First of all, we would like to clarify that Figure 1C shows the following process: the activity of H at time step t−1 and the external stimulus at time step t jointly provide input to X module, and the activity of X settles into a contextual state at the time step t. As explained in our response to comment (1), the activity of X remains constant during each time step.
The primary function of X module in our model is to disambiguate the environmental states defined by the external stimuli based on the history information. It is true that, in practice, whether an ongoing sequence is maintained or remapped depends on whether the observed stimulus is consistent with the predicted stimulus. However, this is a consequence of the predictive sequence obtained from scratch rather than the primary computational role of X module. In contrast, X module becomes particularly important when past experience does not uniquely determine the next state. In this situation, the agent must infer the contextual state by associating the current situation with previously experienced contexts, rather than relying solely on temporal continuity.
We also add that, in most successful cases, the contextual states learned by the agent often correspond to the hidden states of each task as a result of disambiguation. In this sense, the resulting representation may resemble a “task space” encoding, as suggested by the reviewer. However, an important aspect of our model is that the agent does not assume the existence or number of hidden states a priori. Instead, we considered the situation where the agent initially underestimates the number of contextual states, and through remapping it incrementally increases the number of contextual representations. When the number of contextual states matches the number of hidden task states, the task is typically solved.

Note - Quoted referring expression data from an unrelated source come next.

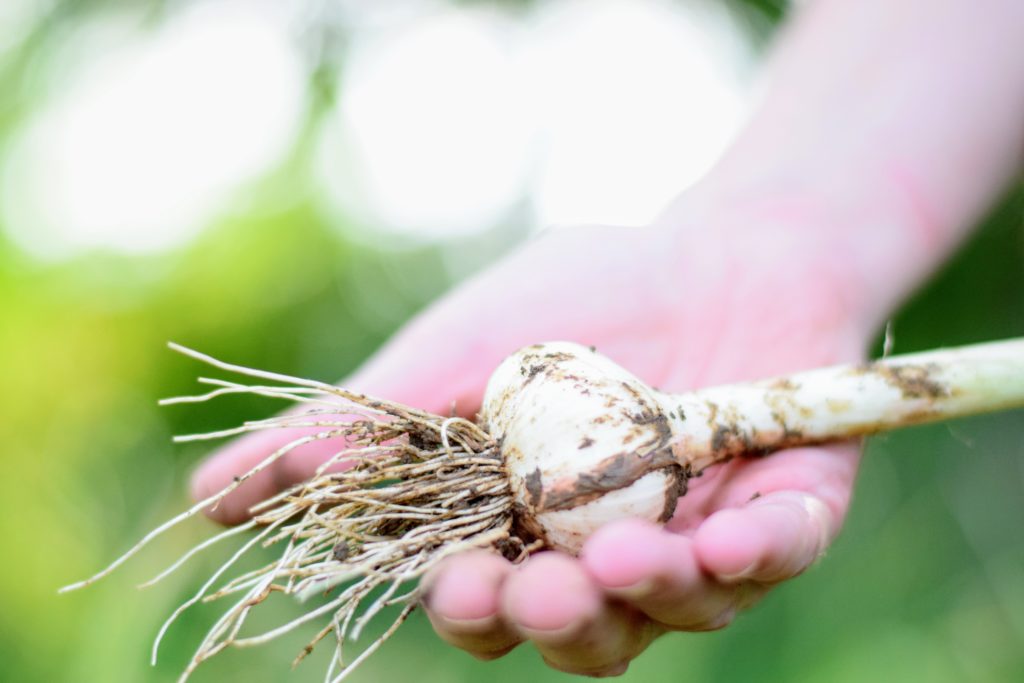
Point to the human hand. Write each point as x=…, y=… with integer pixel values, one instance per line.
x=680, y=308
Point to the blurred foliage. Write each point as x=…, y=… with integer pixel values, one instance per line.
x=926, y=584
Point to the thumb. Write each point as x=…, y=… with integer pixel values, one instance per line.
x=428, y=365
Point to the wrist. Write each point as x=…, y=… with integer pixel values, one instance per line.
x=876, y=244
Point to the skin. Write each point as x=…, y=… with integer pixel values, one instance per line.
x=857, y=174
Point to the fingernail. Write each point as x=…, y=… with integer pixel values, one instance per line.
x=555, y=636
x=464, y=627
x=742, y=574
x=642, y=589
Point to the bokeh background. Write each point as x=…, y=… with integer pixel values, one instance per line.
x=283, y=184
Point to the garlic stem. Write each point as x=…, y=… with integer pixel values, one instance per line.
x=844, y=401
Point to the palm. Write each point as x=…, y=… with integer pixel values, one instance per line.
x=679, y=316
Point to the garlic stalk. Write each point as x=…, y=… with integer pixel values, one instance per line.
x=566, y=441
x=586, y=442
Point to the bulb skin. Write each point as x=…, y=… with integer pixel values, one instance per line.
x=585, y=442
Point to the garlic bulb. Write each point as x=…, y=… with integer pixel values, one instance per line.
x=586, y=442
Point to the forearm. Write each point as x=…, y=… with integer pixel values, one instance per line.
x=889, y=127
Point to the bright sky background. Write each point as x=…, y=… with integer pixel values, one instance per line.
x=592, y=111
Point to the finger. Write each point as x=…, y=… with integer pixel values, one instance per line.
x=553, y=601
x=771, y=539
x=657, y=572
x=462, y=600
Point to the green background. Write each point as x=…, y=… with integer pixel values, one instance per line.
x=925, y=584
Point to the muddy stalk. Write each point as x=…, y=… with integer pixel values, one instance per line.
x=567, y=440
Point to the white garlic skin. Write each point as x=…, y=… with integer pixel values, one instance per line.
x=585, y=442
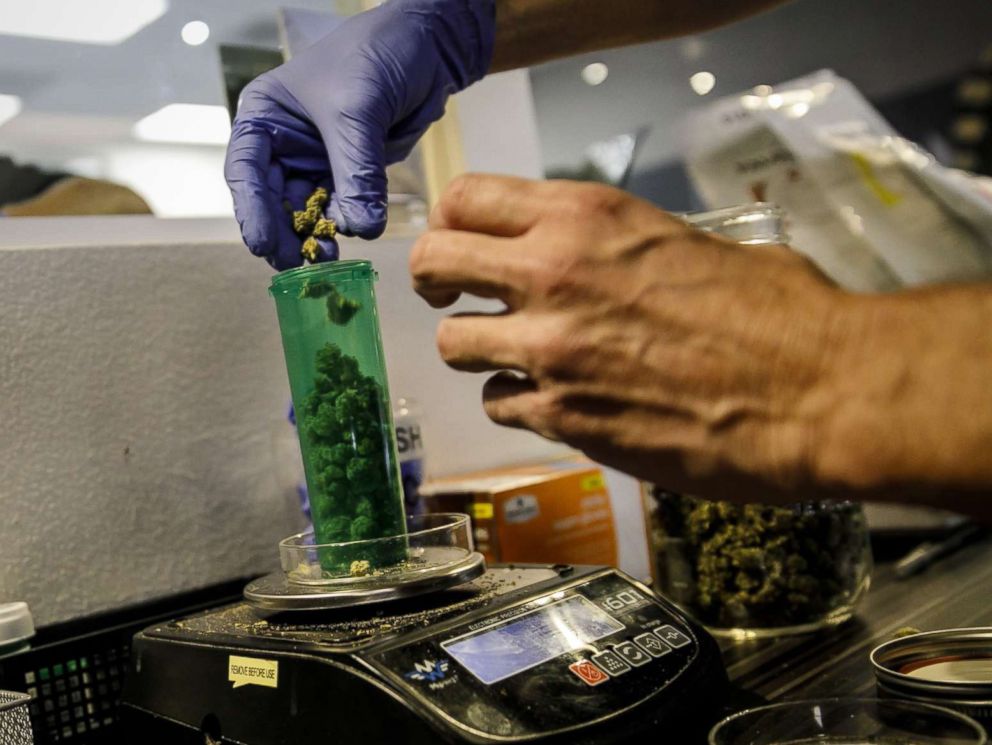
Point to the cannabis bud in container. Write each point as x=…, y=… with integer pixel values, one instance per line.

(3) Also technically, I wonder why the authors introduce the criterion of 50(!) time steps to allow the attractor to converge, if the state of the attractor network is only relevant in one time step to choose the appropriate continuation of the sequence of actions. Is attractor dynamics important at all? What would happen if just the input and output weights to the X population are kept and the recurrent weights are set 0?
We thank the reviewer for raising this confusing point.

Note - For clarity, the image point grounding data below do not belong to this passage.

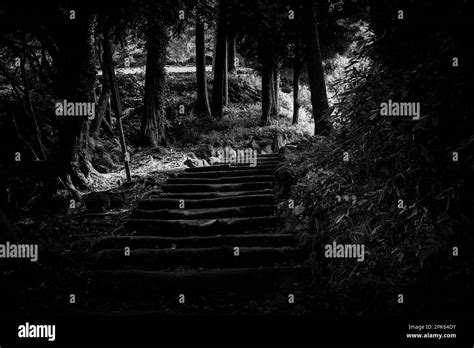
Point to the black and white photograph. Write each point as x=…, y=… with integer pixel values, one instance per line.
x=216, y=172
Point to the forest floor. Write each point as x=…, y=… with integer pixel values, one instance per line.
x=66, y=240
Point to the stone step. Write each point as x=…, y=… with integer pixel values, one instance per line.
x=250, y=186
x=227, y=173
x=204, y=213
x=137, y=242
x=221, y=256
x=226, y=167
x=174, y=203
x=202, y=227
x=223, y=280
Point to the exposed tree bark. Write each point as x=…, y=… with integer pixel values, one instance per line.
x=220, y=57
x=108, y=63
x=276, y=91
x=319, y=98
x=297, y=68
x=152, y=132
x=101, y=107
x=202, y=102
x=231, y=54
x=267, y=88
x=30, y=111
x=7, y=232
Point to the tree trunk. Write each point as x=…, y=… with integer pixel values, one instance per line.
x=100, y=111
x=231, y=54
x=152, y=131
x=116, y=102
x=319, y=99
x=202, y=103
x=220, y=56
x=7, y=232
x=276, y=92
x=267, y=89
x=297, y=67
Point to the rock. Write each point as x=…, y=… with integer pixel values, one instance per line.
x=100, y=202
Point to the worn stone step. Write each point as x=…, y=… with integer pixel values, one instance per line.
x=204, y=213
x=224, y=180
x=207, y=195
x=242, y=280
x=202, y=227
x=137, y=242
x=251, y=165
x=249, y=186
x=232, y=201
x=227, y=173
x=221, y=256
x=226, y=167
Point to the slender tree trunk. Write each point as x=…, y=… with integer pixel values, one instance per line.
x=226, y=77
x=77, y=81
x=116, y=102
x=152, y=131
x=267, y=90
x=319, y=98
x=101, y=107
x=220, y=56
x=231, y=54
x=297, y=67
x=276, y=92
x=202, y=103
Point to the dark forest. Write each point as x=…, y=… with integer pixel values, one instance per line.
x=281, y=171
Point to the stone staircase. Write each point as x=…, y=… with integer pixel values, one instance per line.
x=212, y=231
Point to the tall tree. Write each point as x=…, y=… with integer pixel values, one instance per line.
x=202, y=103
x=314, y=61
x=220, y=57
x=267, y=82
x=276, y=91
x=77, y=77
x=152, y=130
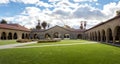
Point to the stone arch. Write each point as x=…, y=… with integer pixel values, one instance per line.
x=26, y=36
x=66, y=35
x=47, y=35
x=10, y=36
x=117, y=34
x=95, y=37
x=99, y=37
x=3, y=36
x=35, y=36
x=15, y=36
x=109, y=36
x=79, y=36
x=23, y=37
x=56, y=35
x=103, y=35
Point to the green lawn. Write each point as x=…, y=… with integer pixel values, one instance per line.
x=61, y=42
x=4, y=42
x=75, y=54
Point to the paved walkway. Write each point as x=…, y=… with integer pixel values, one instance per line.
x=56, y=45
x=15, y=45
x=22, y=45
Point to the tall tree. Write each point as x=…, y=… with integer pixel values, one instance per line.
x=118, y=12
x=44, y=25
x=3, y=21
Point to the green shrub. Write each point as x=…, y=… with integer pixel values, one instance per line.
x=23, y=40
x=49, y=40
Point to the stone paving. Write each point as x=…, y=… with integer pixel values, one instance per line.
x=15, y=45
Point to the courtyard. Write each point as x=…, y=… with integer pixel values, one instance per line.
x=63, y=52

First, we would like to clarify that the “50 iterations” mentioned in the manuscript does not refer to 50 environmental time steps. We implemented multiple iterations of attractor updates (typically until convergence) by Context selector within each behavioral time step.
We clarify this point in the Method section as below.
“After history-based or landmark-based initialization, X iteratively updates its contextual state at the beginning of each time step according to the associative memory dynamics:”
The recurrent connectivity within the X population is essential for attractor updates. If the recurrent weights were removed (i.e., set to zero), the network would lose the ability to retrieve distinct contextual states for the same stimulus. In that case, the model would be unable to solve the context-dependent task as we showed in this manuscript.
(4) Figure 3E: How many time steps are the H cells active (red bars?) Figure 4J: What are the units of the time axis?
Thank you for pointing this out.
In Figure 3E, each time step is indicated in the X-axis ticks (i.e., each environmental state). As we explained in the comment (1), two hippocampal neurons’ activity (red bars) corresponds to each time step.
Similarly, in Figure 4J, each time step is indicated in the X-axis ticks. To better represent the results, we added descriptions of the environmental states in our model to the X-axis tick labels in Figure 4J.
We added the following texts below in Figure captions.
“The x-axis represents each time step (corresponding to environmental states), and the y-axis shows the sorted activity of H module.”
“The x-axis represents each time step (corresponding to environmental states), and the y-axis shows the decoding accuracy of each context based on hippocampal activity.”